Lo escribía nuestro amigo Juancho Asenjo en El Mundo hace ya ocho años, cuando Alejandro Fernández, fundador de Tinto Pesquera, cumplía los 80: «Hay una realidad indiscutible: no es posible hablar del actual vino español sin reflejar el papel determinante que ha desempeñado Alejandro Fernández en el éxito. Pionero de la aventura, es uno de los padres del vino español moderno con prestigio en los mercados nacional e internacional. Creyó, antes que nadie, que el vino nacía en el viñedo: un hecho revolucionario en una época en que la enología y la bodega se habían convertido en el norte de todo».
Se nos ha marchado a los 88 años, y de una manera triste. Nunca debió ser así. Pero recordemos por qué era un grande, aparte de ser un hombre con un encanto irresistible.
Pegado al terreno como un campesino del Hermitage, sin apartarse un ápice de las uvas de su Ribera del Duero como un viticultor borgoñón se aferraría a su pinot noir, Alejandro Fernández supo crear el de mayor impacto internacional de los vinos españoles de fin de siglo: el Tinto Pesquera. Con esa proeza abrió a los ojos, primero, a toda la Ribera, y luego a todos los viticultores de las zonas mesetarias y olvidadas, para los que el éxito de Alejandro ha sido la más poderosa forma de inspiración.
Hace 20 años le visité junto a la gran periodista británica Jancis Robinson, a la que dimos un cursillo acelerado del vino en España, que ella entonces conocía mal. Y Alejandro, en medio de una viña, sacando unas copas de su coche, siempre cargado de vinos y eso, copas, le espetó: «Si tenemos aquí el tempranillo, que es la mejor uva del mundo, ¿para qué voy a preocuparme por usar cualquier otra?». Era una pequeña ‘pose’, claro: él hacía sus discretos experimentos con cabernet sauvignon y con syrah, y nadie le iba a dejar atrás en el camino del progreso. Pero está claro que se había convertido en el apóstol y el maestro del tempranillo castellano.
La vida no fue fácil para Alejandro: desde los 13 años tuvo que mantener a su familia con mil oficios. Pero su ingenio le llevó a inventar una cosechadora de remolacha -por aquel entonces el producto más importante de la Ribera…- que hizo su fortuna. Y pudo empezar a realizar su sueño: plantar más viñas, embotellar al fin el vino que desde siempre había elaborado, y hacerlo en ese estilo que él admiraba de su señorial y centenaria finca vecina, Vega Sicilia, pero sólo con castas autóctonas y con una crianza más breve. En 1972 levantó por primera vez en la Ribera unas cepas hasta unas espalderas, y puso en marcha su bodega. La primera añada que exportó (1982) le abrió las puertas del mercado mundial.
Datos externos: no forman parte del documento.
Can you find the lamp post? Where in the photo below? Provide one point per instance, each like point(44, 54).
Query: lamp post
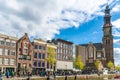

Intuitivamente, Alejandro Fernández sabía que la viña, y una viña en los mejores lugares posibles, era la clave. Y sin atender a modas ni a consejos de asesores, siguió plantando vides, obteniendo uvas más maduras que nadie, elaborando sus vinos densos, golosos pero estructurados, sin concesiones… creando escuela, vamos. Lo hizo en Pesquera, y en Roa, y en Zamora, y en Castilla-La Mancha… Y rescató la vinificación con racimos enteros (sin quitar el raspón) en sus Janus y Alenza, y siguió abriendo nuevos horizontes. El gurú campesino.
Por desgracia, su divorcio en 2018 le dejó solo con una de sus cuatro hijas, Eva, expulsado por sus otras hijas y su ex esposa de la bodega que había creado. Curiosamente, Eva es la única enóloga cualificada de su descendencia. Confiemos en que pueda prolongar el legado de su padre.